STAG-IH was asked to look into the evidence for and against mask use in early May and compiled a report for the WHO that was made public on May 25. The finding “supports mask use by the general public in the community to decrease the risk of infection,” the WHO said in a statement to Vox, noting that in updating their guidance, they took the STAG-IH advice into consideration.

Cliff Lane, the clinical director at the National Institute of Allergy and Infectious Diseases at the National Institutes of Health and another member of STAG-IH, says the WHO is ”very good at trying to get a diverse set of opinions before making recommendations.” But he admits he doesn’t know why the WHO has timed its recommendations for masks the way it has.

He is one of many experts Vox interviewed who said it’s difficult to conduct a randomized, double-blind controlled study of mask use in the general public. Because of ethics and practicality, “much of the epidemiologic data on the impact is inferred,” he says. This magnifies a general problem he sees: “Any guideline you make does an assessment of risk and benefit, and you want to get as much information as you can.” For example, if wearing a mask provides a sense of false security and encourages people to stop social distancing, then consequences may not be worth it. “It’s not a trivial decision,” he says.

Heymann says the WHO’s delay in recommendation comes in part from needing to consider evidence from around the world. “WHO takes longer because there’s a need to obtain consensus from global experts and inform six regional offices.”

Hunter added that nation-states can make decisions based in part on politics or educated guesses. “But WHO cannot take political decisions like that. It has to try to get consensus opinion among scientists, because people look to WHO to make decisions on hard evidence wherever possible.”

As Heymann sees it, “WHO is just the gold standard. Countries many times are ahead of WHO — there’s no need for them to wait for WHO to make recommendations.”

Topol, on the other hand, says the best reason he can think of for the WHO not recommending everyone wear masks is because of the worry over a global shortage of masks, particularly in the US. Perhaps, he says, “They didn’t want to have masks maldistributed, because of the dire need for, and lack of, PPE for health care personnel.”

But, he adds, “That’s not the reason to say you don’t need masks — that’s the reason to say we desperately need to make masks.”

“The world needs the WHO — and it needs it now more than ever”

The WHO has been under a lot of scrutiny since the beginning of the pandemic. And it recently got worse: At the end of May, President Trump announced that the US would pull out of the WHO altogether, potentially withdrawing a significant portion of the agency’s funding.

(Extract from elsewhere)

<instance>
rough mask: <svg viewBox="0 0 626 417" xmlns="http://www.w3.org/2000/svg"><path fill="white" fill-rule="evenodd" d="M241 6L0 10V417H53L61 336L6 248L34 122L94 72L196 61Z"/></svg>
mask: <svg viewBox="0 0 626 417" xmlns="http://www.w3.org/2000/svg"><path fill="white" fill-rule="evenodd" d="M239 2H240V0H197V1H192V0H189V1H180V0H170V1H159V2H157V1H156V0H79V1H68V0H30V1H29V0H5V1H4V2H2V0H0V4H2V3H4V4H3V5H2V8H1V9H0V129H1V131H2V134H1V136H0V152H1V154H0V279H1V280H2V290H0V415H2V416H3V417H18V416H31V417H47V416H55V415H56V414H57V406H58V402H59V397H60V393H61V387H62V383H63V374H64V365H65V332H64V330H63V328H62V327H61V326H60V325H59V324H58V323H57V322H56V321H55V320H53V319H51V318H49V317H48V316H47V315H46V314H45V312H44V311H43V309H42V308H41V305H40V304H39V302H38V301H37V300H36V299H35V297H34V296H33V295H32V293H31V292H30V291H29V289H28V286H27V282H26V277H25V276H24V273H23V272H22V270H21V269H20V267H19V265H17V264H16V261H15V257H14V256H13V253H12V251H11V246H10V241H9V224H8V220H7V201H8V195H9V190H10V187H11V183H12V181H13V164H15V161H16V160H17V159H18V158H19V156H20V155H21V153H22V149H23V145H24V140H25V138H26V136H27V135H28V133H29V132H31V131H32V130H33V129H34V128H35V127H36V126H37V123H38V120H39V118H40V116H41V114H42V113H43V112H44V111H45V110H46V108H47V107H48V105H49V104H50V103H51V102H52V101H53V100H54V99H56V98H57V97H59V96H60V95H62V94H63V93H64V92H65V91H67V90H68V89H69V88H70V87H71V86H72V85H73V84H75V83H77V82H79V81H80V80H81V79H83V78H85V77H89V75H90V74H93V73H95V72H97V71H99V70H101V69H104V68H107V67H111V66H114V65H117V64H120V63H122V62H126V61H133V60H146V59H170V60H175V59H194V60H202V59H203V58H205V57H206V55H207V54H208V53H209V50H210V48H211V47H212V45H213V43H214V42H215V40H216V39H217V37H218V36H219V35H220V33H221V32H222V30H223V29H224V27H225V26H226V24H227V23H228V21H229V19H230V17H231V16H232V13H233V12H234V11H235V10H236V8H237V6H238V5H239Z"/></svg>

But the WHO isn’t alone in being slow to suggest mask use. Countries like Venezuela made masks mandatory on March 14, and the Czech Republic made the move on March 18. But the US CDC also originally recommended against masks for the public, only changing its guidance to universal masking on April 3.

Richard Besser, president of the Robert Wood Johnson Foundation and former acting director of the CDC, explains that during an emergency, experts have to look at new information and evaluating decisions. He led the emergency planning and response at the CDC for four years, and says, “When guidance went up, it was always interim. Early on, what you don’t know always exceeds what you do know, and as you learn more, you make changes.”

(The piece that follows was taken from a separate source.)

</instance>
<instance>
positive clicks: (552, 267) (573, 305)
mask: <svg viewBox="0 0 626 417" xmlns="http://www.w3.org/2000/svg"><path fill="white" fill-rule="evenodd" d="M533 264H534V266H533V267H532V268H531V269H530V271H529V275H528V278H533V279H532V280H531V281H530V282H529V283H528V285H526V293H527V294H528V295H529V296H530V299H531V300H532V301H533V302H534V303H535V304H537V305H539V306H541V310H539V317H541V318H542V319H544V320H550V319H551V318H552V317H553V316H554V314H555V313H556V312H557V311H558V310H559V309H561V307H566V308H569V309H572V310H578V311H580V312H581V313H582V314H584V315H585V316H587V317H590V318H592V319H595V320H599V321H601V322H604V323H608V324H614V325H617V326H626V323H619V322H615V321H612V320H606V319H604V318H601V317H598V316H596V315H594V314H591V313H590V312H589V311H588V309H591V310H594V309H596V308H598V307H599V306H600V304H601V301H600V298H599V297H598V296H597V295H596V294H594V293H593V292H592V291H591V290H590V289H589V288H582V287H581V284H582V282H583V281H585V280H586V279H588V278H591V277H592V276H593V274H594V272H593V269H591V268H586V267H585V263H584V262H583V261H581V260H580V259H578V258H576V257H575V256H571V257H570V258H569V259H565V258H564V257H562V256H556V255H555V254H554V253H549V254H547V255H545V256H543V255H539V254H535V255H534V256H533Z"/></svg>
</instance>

Sometimes those changes are minor, and sometimes, as in the case of the CDC’s mask guidance, they are significant. “In order for that to make sense to the public, you need to have something that we’re lacking right now: direct communication,” Besser says. “That’s valuable because it engenders trust in settings of crisis, where there are things people should do to protect their health. They’re much more likely to do them if they trust the messenger.”

Unlike the CDC, which has been roundly criticized for its lack of press briefings, the WHO is still holding daily conference calls during the pandemic.

“The WHO, like the CDC, is far from perfect, and is flawed in many ways,” says Gostin, the Georgetown public health law expert. “Having worked with WHO for 30 years, I can say they can be maddeningly bureaucratic and unresponsive. But the world needs the WHO — and it needs it now more than ever.”